Over the summer, I sent my dept. chair a link from the CHE about how useless Strategic Plans are. Of course, that makes me the most logical person to head the dept. committee on implementing the university strategic plan on the departmental level.

4 comments:

profacero said...

I used to really dislike these and find them silly and a waste of time but now I like them, at least at the micro level of department.

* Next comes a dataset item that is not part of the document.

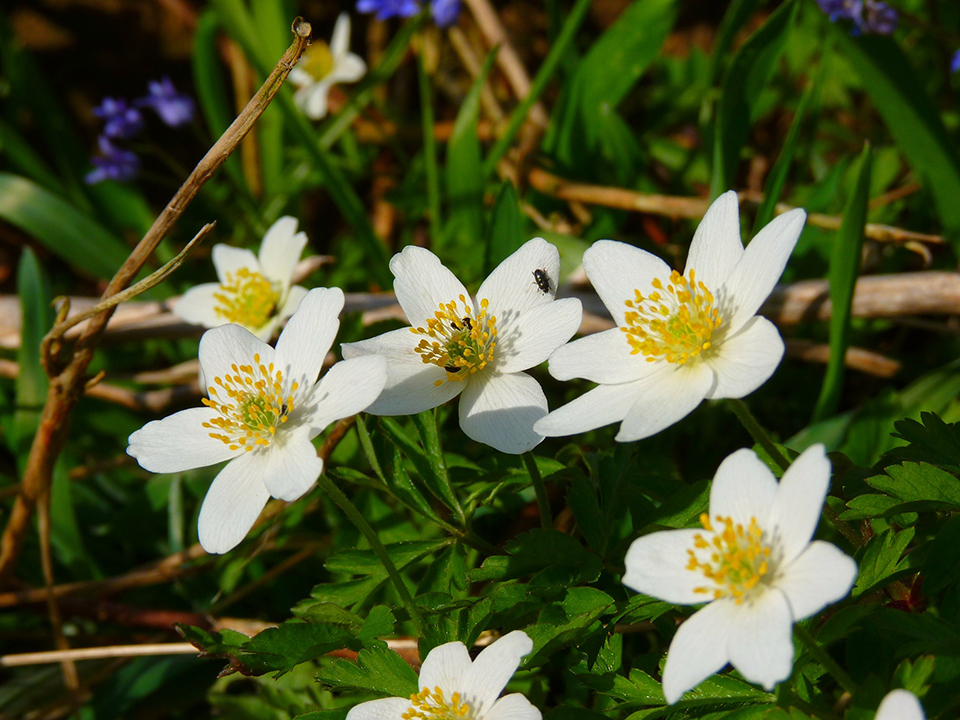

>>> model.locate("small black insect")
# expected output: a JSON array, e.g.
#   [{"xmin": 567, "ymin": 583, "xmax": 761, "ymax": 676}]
[{"xmin": 533, "ymin": 270, "xmax": 550, "ymax": 294}]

Why: to help keep eyes on bigger picture. If not, things happen like: a visiting or instructor position is renewed enough times so that that tenure track line gets converted downward, etc. I used to take it as a given that everyone would remember that sort of thing isn't a good idea and keep eyes open to avoid, and to always move on the side of strength and stability, but I've learned that's unrealistic and now I like strategic plans for the same kinds of reasons as I like constitutions ... one can say remember? when we thought about this seriously we came up with these 5 really good reasons why it would be more expensive, not cheaper, to do X? etc.

Spanish prof said...

Every how often do you have to draft strategic plans? Does something get implemented or is it just pure paperwork. And from personal experience as a newbie, put any new faculty up to date, don't assume they know what you are talking about:
http://spanishteachingissues.blogspot.com/2011/01/kafkaesque-committee-meetings.html

Thomas said...

Great eye, Jonathan! It's important to realize that the adminstrators Ginsberg is worried about are playing laregly by the book, as written in by organization theorist. My comments here.

profacero said...

Back when I disliked strategic plans, it was for reasons I still do - those to which Jonathan and especially Thomas allude. They're mindless exercises often done to justify alleging that faculty has a hand in the latest evil the administration has planned, etc., etc.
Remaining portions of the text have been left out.